La crise énergétique, notamment liée à la guerre en Ukraine, semble avoir rapproché l’opinion des Français du nucléaire, même ceux qui ont des convictions écologiques…
La nature du débat public sur le sujet et l’argent déployé par le lobby pro nucléaire, particulièrement en France, portent leurs fruits. Or il faut expliquer aux Françaises et aux Français que la moitié des réacteurs nucléaires étaient à l’arrêt cet automne, et ce n’est pas à cause des écologistes. Parce que ça ne marchait pas, parce qu’ils sont en maintenance, parce qu’il y a des microfissures, des malfaçons, parce que cette filière nucléaire s’est elle-même mise dans l’impasse. Cela démontre le fait que tout miser sur le nucléaire est irresponsable.
Vous avez lancé des Etats généraux de l’écologie en vue de transformer l’écologie politique en un mouvement de masse. De quoi s’agit-il concrètement ?
Beaucoup de gens n’ont pas envie de s’engager dans un parti politique, ni le nôtre, ni un autre. Par contre, de plus en plus de gens sont écologistes dans un coin de leur tête, des électeurs d’un jour ou de toujours, des personnes inquiètes pour leurs enfants et leurs petits-enfants… Celles et ceux que Bruno Latour appelait « la classe écologique », potentiellement majoritaire dans ce pays.
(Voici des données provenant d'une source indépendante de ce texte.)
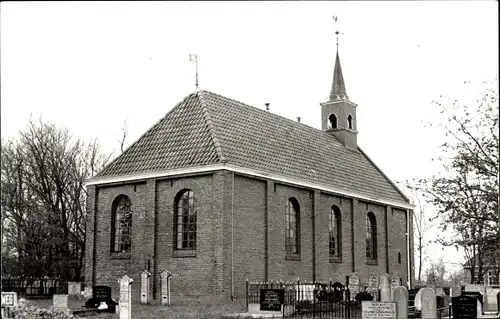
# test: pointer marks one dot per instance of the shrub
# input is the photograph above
(27, 310)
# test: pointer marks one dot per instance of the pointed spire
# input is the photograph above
(338, 86)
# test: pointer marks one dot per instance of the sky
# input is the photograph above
(91, 66)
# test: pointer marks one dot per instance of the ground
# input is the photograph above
(185, 308)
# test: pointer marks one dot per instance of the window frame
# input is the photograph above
(292, 203)
(126, 248)
(330, 122)
(185, 216)
(335, 227)
(371, 239)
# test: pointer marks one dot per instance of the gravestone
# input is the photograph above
(101, 294)
(395, 283)
(429, 309)
(373, 283)
(125, 297)
(400, 297)
(490, 300)
(474, 294)
(455, 291)
(9, 300)
(378, 310)
(439, 291)
(74, 288)
(385, 288)
(464, 307)
(353, 285)
(87, 292)
(145, 281)
(165, 287)
(60, 303)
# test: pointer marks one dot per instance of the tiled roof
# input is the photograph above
(207, 128)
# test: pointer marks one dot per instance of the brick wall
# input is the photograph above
(255, 202)
(397, 243)
(336, 270)
(361, 266)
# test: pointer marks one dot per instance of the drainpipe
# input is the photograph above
(232, 239)
(408, 254)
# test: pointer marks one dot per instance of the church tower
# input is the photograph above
(338, 114)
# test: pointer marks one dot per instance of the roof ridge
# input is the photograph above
(211, 129)
(141, 136)
(270, 113)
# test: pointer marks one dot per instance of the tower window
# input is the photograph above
(121, 227)
(335, 227)
(332, 120)
(371, 237)
(185, 220)
(292, 227)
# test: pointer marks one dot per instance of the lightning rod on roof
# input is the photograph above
(335, 18)
(194, 58)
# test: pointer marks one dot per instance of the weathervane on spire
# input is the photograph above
(336, 28)
(194, 58)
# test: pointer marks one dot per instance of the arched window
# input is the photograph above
(371, 237)
(332, 121)
(121, 225)
(292, 227)
(334, 227)
(185, 221)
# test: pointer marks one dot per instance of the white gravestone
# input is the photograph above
(87, 292)
(165, 287)
(385, 288)
(378, 310)
(491, 302)
(60, 303)
(373, 283)
(125, 297)
(74, 288)
(394, 284)
(400, 296)
(429, 304)
(145, 281)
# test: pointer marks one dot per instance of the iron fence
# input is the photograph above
(304, 299)
(35, 287)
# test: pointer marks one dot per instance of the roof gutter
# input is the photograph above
(251, 172)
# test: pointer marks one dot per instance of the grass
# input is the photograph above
(181, 308)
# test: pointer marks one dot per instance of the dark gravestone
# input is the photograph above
(101, 294)
(474, 294)
(271, 299)
(464, 307)
(439, 302)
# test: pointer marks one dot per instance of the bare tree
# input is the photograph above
(43, 198)
(466, 194)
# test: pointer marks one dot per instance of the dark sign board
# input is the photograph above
(271, 299)
(474, 294)
(464, 307)
(102, 292)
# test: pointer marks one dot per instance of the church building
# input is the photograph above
(218, 192)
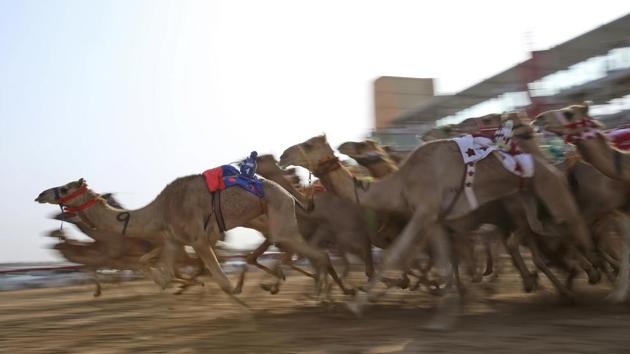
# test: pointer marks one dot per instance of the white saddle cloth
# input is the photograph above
(474, 149)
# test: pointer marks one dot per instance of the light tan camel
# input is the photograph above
(494, 213)
(377, 160)
(327, 219)
(428, 187)
(111, 250)
(596, 195)
(576, 126)
(182, 214)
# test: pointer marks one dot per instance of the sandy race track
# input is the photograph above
(136, 317)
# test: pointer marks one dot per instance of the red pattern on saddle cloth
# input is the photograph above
(214, 179)
(620, 137)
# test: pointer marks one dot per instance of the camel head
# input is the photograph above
(567, 121)
(521, 124)
(365, 150)
(485, 125)
(268, 168)
(309, 154)
(442, 132)
(268, 165)
(66, 193)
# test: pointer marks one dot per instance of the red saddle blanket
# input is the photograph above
(620, 138)
(214, 179)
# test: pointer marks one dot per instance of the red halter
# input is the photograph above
(79, 192)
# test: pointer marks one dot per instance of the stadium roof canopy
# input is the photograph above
(596, 42)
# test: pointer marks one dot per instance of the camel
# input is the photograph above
(182, 214)
(493, 213)
(428, 188)
(596, 196)
(575, 125)
(327, 219)
(377, 160)
(111, 250)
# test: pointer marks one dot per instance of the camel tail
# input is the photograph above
(385, 194)
(620, 292)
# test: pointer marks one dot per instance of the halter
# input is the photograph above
(327, 166)
(79, 192)
(591, 131)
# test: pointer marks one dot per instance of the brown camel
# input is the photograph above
(111, 250)
(596, 195)
(327, 219)
(377, 160)
(428, 187)
(576, 126)
(182, 214)
(373, 156)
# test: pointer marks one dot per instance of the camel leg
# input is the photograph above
(540, 264)
(97, 291)
(512, 244)
(201, 245)
(288, 237)
(252, 258)
(489, 258)
(392, 256)
(620, 291)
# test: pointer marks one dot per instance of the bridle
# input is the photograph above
(591, 128)
(79, 192)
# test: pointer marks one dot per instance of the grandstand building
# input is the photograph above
(594, 66)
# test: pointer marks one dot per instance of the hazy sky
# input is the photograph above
(132, 94)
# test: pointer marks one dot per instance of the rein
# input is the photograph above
(592, 129)
(327, 166)
(75, 209)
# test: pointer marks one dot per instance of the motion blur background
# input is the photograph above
(132, 94)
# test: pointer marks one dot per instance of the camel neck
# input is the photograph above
(376, 195)
(603, 157)
(134, 223)
(379, 168)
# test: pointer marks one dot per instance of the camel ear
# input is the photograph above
(585, 106)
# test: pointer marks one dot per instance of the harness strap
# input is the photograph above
(70, 196)
(216, 209)
(469, 178)
(81, 207)
(457, 194)
(618, 161)
(124, 217)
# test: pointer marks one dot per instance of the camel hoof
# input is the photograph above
(404, 283)
(349, 292)
(274, 290)
(477, 278)
(616, 297)
(357, 306)
(594, 276)
(531, 283)
(271, 288)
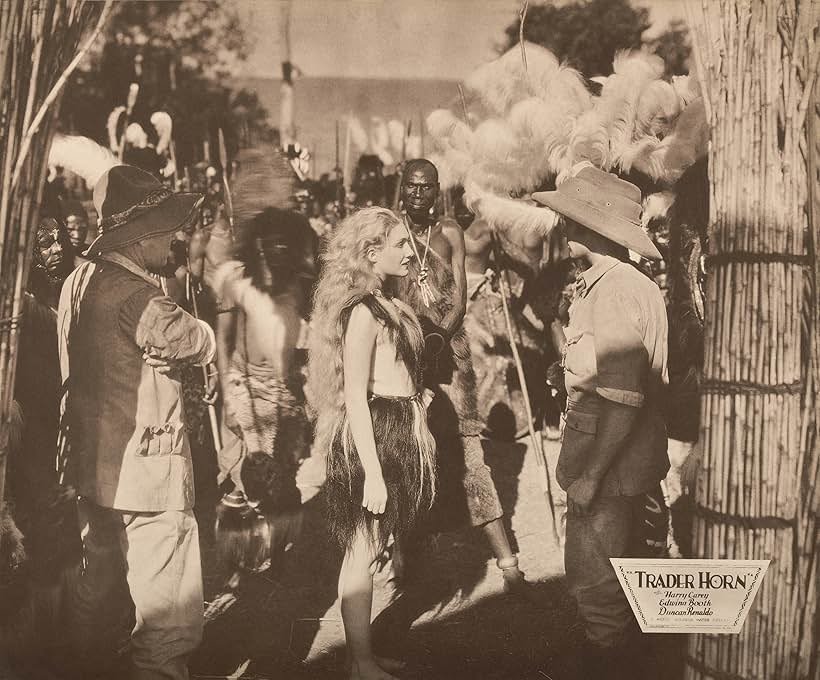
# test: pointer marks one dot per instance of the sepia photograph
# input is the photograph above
(409, 339)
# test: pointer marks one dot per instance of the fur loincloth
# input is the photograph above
(450, 374)
(406, 452)
(271, 420)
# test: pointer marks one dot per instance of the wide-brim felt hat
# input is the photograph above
(604, 203)
(133, 205)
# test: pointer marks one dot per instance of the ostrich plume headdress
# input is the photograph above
(82, 156)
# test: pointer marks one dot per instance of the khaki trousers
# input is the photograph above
(164, 573)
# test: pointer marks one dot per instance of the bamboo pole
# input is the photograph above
(38, 52)
(757, 65)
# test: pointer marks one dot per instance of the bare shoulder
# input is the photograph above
(453, 233)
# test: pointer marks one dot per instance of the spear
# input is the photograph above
(223, 160)
(133, 93)
(210, 401)
(397, 193)
(504, 287)
(339, 173)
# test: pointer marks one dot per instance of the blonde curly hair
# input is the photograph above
(345, 275)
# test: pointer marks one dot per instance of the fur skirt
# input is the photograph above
(406, 452)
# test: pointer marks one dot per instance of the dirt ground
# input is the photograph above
(285, 622)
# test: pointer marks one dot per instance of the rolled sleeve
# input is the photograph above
(156, 321)
(620, 354)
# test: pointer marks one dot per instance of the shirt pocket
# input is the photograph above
(579, 434)
(579, 355)
(160, 440)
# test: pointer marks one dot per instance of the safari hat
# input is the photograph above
(133, 205)
(604, 203)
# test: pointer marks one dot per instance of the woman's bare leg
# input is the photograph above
(356, 595)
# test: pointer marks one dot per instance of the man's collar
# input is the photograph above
(131, 266)
(597, 270)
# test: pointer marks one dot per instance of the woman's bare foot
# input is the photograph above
(369, 670)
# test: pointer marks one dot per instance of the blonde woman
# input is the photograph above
(364, 388)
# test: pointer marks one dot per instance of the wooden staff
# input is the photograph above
(512, 333)
(38, 52)
(223, 161)
(400, 169)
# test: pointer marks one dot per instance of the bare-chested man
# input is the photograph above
(437, 291)
(262, 295)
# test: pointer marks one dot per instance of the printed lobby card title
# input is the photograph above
(688, 596)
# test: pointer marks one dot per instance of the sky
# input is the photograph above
(390, 38)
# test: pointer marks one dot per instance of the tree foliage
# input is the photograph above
(182, 53)
(587, 34)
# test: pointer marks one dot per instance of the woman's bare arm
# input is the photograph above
(357, 356)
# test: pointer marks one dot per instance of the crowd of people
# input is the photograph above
(279, 341)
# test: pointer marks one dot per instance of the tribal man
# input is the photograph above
(437, 291)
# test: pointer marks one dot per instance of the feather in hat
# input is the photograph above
(82, 156)
(508, 214)
(665, 160)
(164, 126)
(112, 125)
(610, 122)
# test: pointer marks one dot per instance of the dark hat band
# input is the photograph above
(152, 200)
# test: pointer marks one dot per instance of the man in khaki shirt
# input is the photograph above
(613, 453)
(121, 342)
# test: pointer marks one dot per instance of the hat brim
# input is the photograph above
(615, 228)
(165, 218)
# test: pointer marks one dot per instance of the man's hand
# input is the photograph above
(212, 386)
(375, 493)
(580, 495)
(159, 364)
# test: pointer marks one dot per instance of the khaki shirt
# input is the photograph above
(616, 350)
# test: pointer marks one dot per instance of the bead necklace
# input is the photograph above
(427, 294)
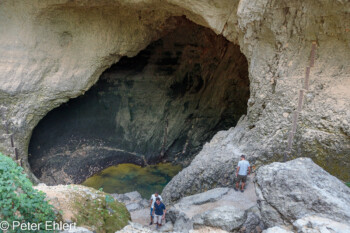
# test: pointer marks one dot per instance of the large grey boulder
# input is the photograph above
(228, 218)
(289, 191)
(277, 229)
(316, 224)
(220, 208)
(201, 198)
(77, 230)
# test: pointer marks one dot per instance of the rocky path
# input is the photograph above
(193, 209)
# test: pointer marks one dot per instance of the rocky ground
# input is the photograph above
(297, 196)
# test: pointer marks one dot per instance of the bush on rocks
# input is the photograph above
(19, 202)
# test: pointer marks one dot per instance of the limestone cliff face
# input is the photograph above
(52, 51)
(162, 104)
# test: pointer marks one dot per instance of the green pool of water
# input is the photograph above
(128, 177)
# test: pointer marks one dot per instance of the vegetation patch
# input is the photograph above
(19, 202)
(100, 213)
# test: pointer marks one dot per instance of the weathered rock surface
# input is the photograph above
(86, 207)
(228, 218)
(162, 104)
(52, 51)
(277, 229)
(77, 230)
(220, 208)
(316, 224)
(292, 190)
(133, 200)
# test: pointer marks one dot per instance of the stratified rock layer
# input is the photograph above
(298, 188)
(53, 50)
(164, 103)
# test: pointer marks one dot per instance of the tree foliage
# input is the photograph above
(19, 201)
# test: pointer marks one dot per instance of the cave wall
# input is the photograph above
(162, 104)
(55, 50)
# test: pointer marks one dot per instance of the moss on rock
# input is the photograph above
(88, 207)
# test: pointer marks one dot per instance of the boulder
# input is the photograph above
(289, 191)
(253, 223)
(317, 224)
(77, 230)
(228, 218)
(216, 208)
(201, 198)
(277, 229)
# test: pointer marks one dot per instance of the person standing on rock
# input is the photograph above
(243, 170)
(159, 210)
(152, 201)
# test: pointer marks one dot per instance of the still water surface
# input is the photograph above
(128, 177)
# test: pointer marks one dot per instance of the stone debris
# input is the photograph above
(289, 191)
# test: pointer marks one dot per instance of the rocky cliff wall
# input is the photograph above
(52, 51)
(161, 105)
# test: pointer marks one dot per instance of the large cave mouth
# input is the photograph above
(161, 105)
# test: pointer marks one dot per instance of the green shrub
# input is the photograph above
(18, 200)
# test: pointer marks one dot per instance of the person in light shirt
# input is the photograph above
(151, 204)
(243, 170)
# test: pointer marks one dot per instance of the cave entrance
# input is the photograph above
(161, 105)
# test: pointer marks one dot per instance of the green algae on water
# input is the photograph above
(128, 177)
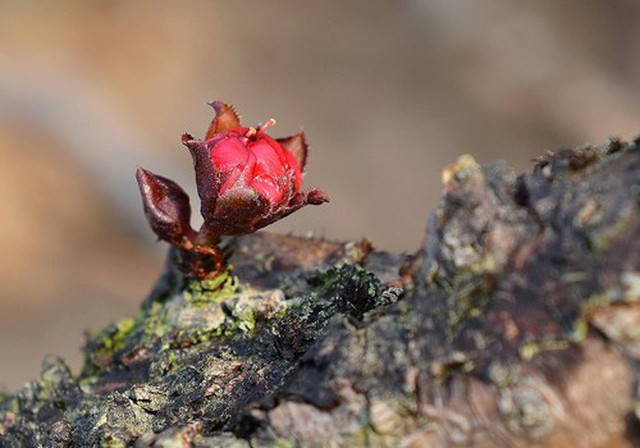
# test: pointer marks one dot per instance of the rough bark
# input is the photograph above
(517, 324)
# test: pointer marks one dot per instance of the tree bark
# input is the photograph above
(516, 324)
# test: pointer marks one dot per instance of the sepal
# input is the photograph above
(226, 118)
(166, 207)
(297, 146)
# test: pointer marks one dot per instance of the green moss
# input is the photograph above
(218, 289)
(530, 349)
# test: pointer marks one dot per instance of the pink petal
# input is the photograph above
(228, 153)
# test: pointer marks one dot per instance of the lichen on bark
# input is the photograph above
(516, 324)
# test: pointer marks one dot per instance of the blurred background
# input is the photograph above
(388, 93)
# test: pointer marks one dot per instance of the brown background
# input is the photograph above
(388, 92)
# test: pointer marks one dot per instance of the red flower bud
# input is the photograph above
(245, 178)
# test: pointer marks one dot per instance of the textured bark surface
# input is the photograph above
(517, 324)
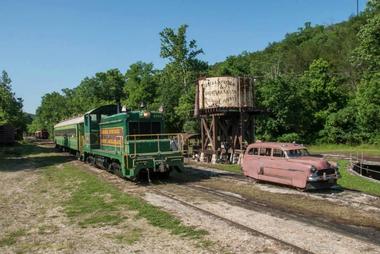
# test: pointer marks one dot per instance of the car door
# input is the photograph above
(279, 167)
(272, 166)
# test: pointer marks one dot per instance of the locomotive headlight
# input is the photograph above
(146, 114)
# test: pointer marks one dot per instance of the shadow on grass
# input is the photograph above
(29, 157)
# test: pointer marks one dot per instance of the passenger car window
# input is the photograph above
(278, 153)
(253, 151)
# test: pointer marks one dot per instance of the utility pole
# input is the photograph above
(357, 7)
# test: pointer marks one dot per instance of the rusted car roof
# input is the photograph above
(285, 146)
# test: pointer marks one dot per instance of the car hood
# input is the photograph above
(317, 162)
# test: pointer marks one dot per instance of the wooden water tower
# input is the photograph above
(226, 109)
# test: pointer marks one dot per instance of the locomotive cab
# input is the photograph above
(129, 143)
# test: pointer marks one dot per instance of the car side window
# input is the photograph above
(278, 153)
(253, 151)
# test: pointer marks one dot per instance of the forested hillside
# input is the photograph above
(321, 83)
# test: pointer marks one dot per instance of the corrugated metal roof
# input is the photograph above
(70, 122)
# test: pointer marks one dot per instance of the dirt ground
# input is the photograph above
(33, 218)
Mais cette classe n’est pas consciente d’elle-même, pas organisée, alors qu’en face, ils le sont.
Mon travail est de créer cet endroit pour toutes ces personnes et de leur confier les clés du camion. Nous avons mis à disposition des moyens de s’exprimer, une grande enquête populaire en ligne sur lesecologistes.fr, des cahiers de doléances, des ateliers. Nous allons à la rencontre des habitants, des ruralités, des quartiers populaires.
Au terme de cette phase d’écoute, il y aura une phase de réflexion : des personnes tirées au sort trancheront les questions qui se poseront. Cela se terminera à l’été par une grande convention de refondation pour lancer ce nouveau mouvement dont on espère qu’il aura, avant la fin du mandat, un million de sympathisants.
Quel bilan tirez-vous de ces trois derniers mois de mobilisation contre la réforme des retraites ?
D’abord, je refuse d’en parler comme si c’était fini, parce que je pense que tout commence. Les semaines qui viennent sont imprévisibles. Ensuite, ce qu’il s’est passé va bien plus loin que le sujet des retraites : la France a relevé la tête après une série d’humiliations. Cette réforme, c’était l’humiliation de trop. Quelque chose s’est mis en marche : un travail en intersyndicale qui n’avait pas existé depuis très longtemps, un soutien massif des Français à l’action syndicale, un travail entre les syndicats et les partis politiques progressistes.
Y compris si la réforme est bien mise en application ?
La seule défaite possible est celle du gouvernement. Soit parce qu’ils seront obligés de retirer cette réforme, soit parce qu’ils continueront de passer en force contre neuf Français actifs sur dix qui rejettent leur texte et que ça ne pourra que mal se passer. J’entends beaucoup nous dire : « on nous a dit qu’il fallait un mouvement social exemplaire. On s’est tenu à carreau. Mais si défiler dans le calme, l’apaisement, être poli et dire merci ne marche pas, on en tirera aussi les conséquences ».
Je veux alerter là-dessus, dans un contexte où l’on a un président de la République élu face à Marine Le Pen à seulement 58 %, grâce à la mobilisation de gens comme moi qui savent ce qu’est l’extrême droite au pouvoir. Tout cela va laisser des traces. Emmanuel Macron est le garant de l’unité de ce pays, de la cohésion de ses institutions, et il est en train de le fracturer. Je ne sais pas comment il peut faire abstraction de cela en vue de 2027.